Illumina previously invested $18 million in Oxford Nanopore with the intent of marketing and selling a technology known as exonuclease nanopore sequencing that Oxford Nanopore was developing at the time. However, Oxford Nanopore was simultaneously developing another nanopore technology, known as strand sequencing, which is the basis of its current products, and the companies had a falling-out over the terms of the commercialization agreement and officially cut ties in 2013.
Since then, Illumina has licensed nanopore-related intellectual property from the University of Washington's Jens Gundlach, who demonstrated the use of Mycobacterium smegmatis porinA, MspA, for sequencing. A lawsuit between the companies ensued in 2016, when Illumina alleged that Oxford Nanopore had used the MspA pore in its MinIon instrument. The companies settled that suit several months later after Oxford Nanopore said it was releasing a new nanopore.
Illumina has also said in the past that it was developing its own nanopore sequencing technology in house and it has invested in other technologies, including the synthetic long-read technology originally developed by startup Moleculo that generates long reads from short ones.
PacBio, too, holds IP around nanopore sequencing and sued Oxford Nanopore in 2017. Specifically, PacBio's patent is related to the enzyme that controls DNA translocation through the pore.
Although DeSouza did not provide details about Illumina's internal development of long-read sequencing technology, he mentioned that the acquisition would bring in PacBio's expertise in single-molecule sequencing chemistries, including nanopore technology.
The acquisition is subject to approval by PacBio shareholders as well as other customary closing conditions and regulatory approvals.

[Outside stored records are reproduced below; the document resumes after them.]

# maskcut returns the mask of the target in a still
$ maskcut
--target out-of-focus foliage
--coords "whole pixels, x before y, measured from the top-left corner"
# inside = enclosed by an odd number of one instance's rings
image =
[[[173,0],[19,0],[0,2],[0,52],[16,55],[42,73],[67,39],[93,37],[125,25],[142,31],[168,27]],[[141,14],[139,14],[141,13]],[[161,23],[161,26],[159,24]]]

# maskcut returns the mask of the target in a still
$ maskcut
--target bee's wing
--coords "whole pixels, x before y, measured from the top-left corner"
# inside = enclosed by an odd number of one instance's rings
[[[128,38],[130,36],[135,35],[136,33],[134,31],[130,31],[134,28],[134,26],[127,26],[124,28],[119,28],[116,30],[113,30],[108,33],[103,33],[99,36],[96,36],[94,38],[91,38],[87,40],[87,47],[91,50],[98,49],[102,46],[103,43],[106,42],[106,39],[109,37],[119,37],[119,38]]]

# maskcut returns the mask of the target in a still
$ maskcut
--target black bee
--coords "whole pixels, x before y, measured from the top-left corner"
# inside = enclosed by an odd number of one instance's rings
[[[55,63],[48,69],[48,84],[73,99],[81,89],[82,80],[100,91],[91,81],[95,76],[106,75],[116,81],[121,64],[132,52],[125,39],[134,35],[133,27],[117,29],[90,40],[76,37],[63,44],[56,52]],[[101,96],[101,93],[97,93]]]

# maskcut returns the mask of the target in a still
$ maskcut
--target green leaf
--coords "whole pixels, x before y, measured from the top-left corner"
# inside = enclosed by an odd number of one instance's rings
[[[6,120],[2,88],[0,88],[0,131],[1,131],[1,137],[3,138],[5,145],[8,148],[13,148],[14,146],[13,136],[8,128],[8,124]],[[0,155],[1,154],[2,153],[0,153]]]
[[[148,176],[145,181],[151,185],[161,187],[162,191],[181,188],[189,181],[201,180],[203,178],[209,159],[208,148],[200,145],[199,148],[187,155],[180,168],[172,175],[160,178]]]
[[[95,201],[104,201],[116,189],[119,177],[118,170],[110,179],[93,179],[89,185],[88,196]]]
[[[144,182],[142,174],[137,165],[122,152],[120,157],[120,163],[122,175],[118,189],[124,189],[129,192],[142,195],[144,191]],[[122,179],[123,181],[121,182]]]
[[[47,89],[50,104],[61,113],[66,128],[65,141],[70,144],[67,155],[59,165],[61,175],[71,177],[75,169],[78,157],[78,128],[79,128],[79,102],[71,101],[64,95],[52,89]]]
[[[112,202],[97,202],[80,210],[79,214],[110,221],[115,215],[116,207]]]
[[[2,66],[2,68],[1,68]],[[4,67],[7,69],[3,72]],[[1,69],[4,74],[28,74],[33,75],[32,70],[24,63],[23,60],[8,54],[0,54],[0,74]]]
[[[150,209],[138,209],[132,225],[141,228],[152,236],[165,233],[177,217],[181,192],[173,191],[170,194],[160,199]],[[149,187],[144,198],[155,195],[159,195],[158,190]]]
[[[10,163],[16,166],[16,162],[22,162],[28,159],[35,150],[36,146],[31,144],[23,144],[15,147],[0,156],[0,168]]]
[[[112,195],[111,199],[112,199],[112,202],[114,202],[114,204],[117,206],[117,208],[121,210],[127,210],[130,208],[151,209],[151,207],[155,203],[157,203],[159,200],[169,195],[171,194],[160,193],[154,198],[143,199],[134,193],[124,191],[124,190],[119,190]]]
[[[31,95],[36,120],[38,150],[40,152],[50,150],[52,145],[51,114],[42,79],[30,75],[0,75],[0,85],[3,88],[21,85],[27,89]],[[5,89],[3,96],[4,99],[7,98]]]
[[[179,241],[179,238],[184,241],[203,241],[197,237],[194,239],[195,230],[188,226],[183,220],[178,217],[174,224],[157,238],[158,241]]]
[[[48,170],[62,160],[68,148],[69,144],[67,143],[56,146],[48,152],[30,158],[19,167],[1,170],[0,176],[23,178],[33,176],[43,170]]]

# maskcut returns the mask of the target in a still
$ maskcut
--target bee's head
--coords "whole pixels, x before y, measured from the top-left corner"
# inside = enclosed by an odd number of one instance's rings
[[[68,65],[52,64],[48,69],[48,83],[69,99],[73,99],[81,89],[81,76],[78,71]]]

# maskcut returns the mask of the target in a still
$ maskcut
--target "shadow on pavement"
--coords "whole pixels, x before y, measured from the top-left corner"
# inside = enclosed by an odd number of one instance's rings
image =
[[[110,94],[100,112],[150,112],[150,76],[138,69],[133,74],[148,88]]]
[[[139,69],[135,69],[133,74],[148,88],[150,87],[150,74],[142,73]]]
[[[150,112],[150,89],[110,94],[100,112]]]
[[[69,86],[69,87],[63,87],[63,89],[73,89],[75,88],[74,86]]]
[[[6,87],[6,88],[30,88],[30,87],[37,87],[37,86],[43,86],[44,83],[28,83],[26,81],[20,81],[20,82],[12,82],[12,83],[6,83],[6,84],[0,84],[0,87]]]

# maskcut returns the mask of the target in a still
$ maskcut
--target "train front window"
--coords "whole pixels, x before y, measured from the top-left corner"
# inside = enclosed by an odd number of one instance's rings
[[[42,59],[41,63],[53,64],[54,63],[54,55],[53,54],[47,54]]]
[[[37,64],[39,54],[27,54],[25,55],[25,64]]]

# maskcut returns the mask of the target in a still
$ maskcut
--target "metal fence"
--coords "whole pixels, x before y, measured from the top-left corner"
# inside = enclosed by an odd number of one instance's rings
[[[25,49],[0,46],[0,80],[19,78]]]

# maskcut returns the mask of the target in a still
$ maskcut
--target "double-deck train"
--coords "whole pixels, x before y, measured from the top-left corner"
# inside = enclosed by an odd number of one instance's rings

Illumina expects the deal to close in mid-2019.
In an investor note following the conference call, Doug Schenkel, an analyst with Cowen, wrote that one reason for the deal not closing until mid-2019 could be that there is "some anti-trust risk." Although Illumina and PacBio's technologies currently serve different markets, a successful launch of PacBio's new chip "would be more competitive than PacBio has ever been with Illumina," Schenkel wrote.
Puneet Souda, an analyst with Leerink, however, disagreed, writing that the two technologies are complementary and do not overlap in applications. The acquisition "should pass the regulatory bar and is unlikely to raise any antitrust concerns," he wrote in a note to investors.
Goldman Sachs is serving as financial advisor and Covington & Burling as legal advisor to Illumina. PacBio has Centerview Partners as its financial advisor and Wilson Sonsini Goodrich & Rosati as its legal advisor.
In morning trading on the Nasdaq, PacBio's shares were up 68 percent at $7.59, while Illumina's shares were up 2 percent at $318.99.